75 In my view, however, the ordinary meaning of 'for at least 70 hours each week' in the definition means that to qualify as a large medical centre, the centre must operate, and have one or more prescribing medical practitioners at the centre, for 70 hours or more during every week, including weeks containing public holidays. That is because 'each' means 'every'. Contrary to a submission by MC Pharmacy, this does not involve adding to the phrase, so that 'each' is read to be 'each and every'. The latter is sometimes used by way of emphasis, but the ordinary meaning of 'each week' refers to every week.
76 That is confirmed by dictionary definitions of 'each'. The well-known warning against making a fortress of the dictionary is a salutary one, but that does not mean that dictionaries must be shunned. They can still be useful tools provided it is always understood that a word defined in a dictionary is a word defined out of its context in the legislative instrument under consideration. The Shorter Oxford English Dictionary (6th ed) defines 'each', when used as an adjective, as:
Used before a sing. noun to give the same sense in relation to individuals as does both or all before the pl. noun in relation to the category or aggregate of them (almost = EVERY, but with reference rather to the separate members).
Similarly, the Macquarie Dictionary (8th ed) defines 'each' as:
every, of two or more considered individually or one by one: each stone in the building.
In my view, these definitions confirm the understanding of the meaning of the word which a reasonable speaker of English would have, when used in its context in the definition of 'large medical centre', in the place which that definition in turn occupies in the 2011 Rules.
77 In oral submissions, senior counsel for MC Pharmacy acknowledged that 'each' and 'every' could be synonyms. But she went on to submit that it is also necessary to understand what group of things the word 'each' is being applied to. Her submission was that here, it is necessary to identify 'which kind of week one is speaking of'. The difficulty I have with that submission is that in the absence of any contrary indication in the text, there is no need to identify any particular kind of 'week' to which the definition refers. The adjective used gives the answer already: it is speaking of each week, that is, every week. While a qualification to the ordinary meaning of 'week' could appear in the text expressly, or from the text by implication, here such qualification is not only absent, it is contradicted by the use of the word 'each'.
78 As a result I do not consider that the phrase 'for at least 70 hours each week' is reasonably capable of more than one meaning. That is so when the phrase is understood, as it must be, in its context in the 2011 Rules and the legislative scheme as a whole, and by reference to the purpose of the 2011 Rules, including as discerned from admissible extrinsic material.

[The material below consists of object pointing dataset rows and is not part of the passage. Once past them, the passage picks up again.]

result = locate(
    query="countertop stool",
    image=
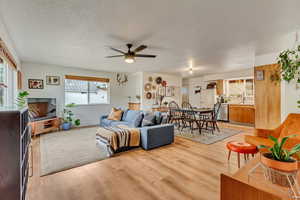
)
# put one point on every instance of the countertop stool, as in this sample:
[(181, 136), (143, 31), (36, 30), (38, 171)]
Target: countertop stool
[(241, 148)]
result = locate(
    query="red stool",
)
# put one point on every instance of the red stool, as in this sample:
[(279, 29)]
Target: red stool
[(241, 147)]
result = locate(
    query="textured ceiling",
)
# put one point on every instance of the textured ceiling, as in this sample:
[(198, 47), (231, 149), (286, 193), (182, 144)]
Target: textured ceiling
[(215, 35)]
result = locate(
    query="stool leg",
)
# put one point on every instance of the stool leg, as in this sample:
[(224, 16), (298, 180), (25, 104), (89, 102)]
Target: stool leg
[(239, 160), (229, 153)]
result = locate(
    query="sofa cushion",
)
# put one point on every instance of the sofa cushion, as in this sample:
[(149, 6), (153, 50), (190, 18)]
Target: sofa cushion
[(115, 114), (116, 123), (149, 119), (106, 122), (134, 117)]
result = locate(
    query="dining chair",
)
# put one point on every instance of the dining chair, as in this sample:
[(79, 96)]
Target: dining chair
[(174, 113), (211, 121), (190, 117)]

79 This is not to deny that there may be constructional choices in the definition, considered in context and as a whole. For example there may be room for doubt about what 'operates' means in the context of the definition. That is reflected in the primary judge's acceptance (at Choice Pharmacy (No 1) at [63]) that the phrase 'operates at least 70 hours each week' is capable of bearing more than one meaning. There may also be room for doubt about what a 'week' means: does it mean a period of Monday to Sunday, or Sunday to Saturday, or any seven day period? But no such questions arise in this appeal. MC Pharmacy's position was that, whatever the answers to those questions were, the phrase 'for at least 70 hours each week' only captures a regular, ordinary or normal week, not being a week in which there were one or more public holidays.

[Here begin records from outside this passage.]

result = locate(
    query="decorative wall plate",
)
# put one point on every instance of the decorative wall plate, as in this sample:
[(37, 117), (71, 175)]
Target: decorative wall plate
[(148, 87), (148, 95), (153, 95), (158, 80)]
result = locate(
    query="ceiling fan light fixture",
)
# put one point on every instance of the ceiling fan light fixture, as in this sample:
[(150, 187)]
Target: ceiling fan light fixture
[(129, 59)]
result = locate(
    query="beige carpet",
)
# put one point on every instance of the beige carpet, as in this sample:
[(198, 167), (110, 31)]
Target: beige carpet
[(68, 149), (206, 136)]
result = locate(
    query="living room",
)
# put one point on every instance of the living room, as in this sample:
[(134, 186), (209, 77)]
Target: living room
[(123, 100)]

80 I simply cannot identify that limitation anywhere in the text of the 2011 Rules. It is not express, implied or otherwise dictated by context. It is unlikely to have been the legislative intention, because if the appellant's construction is accepted, and the phrase 'for at least 70 hours each week' is taken only to capture a 'week of the centre's regular, customary, normal or usual hours of opening', then any week which contained one or more public holidays would be excluded from that definition. If so, then even a medical centre which closes for a whole week when the week contains a public holiday, and so may be closed for seven or more weeks a year, would still be a 'large medical centre'. If that is not the legislative intention, then some way of determining the minimum hours of opening in such 'non-regular' weeks must be ascertained. That no such minimum can be derived from the 2011 Rules suggests that the qualification to the meaning of 'each week' for which MC Pharmacy contends is also not inherent in the 2011 Rules.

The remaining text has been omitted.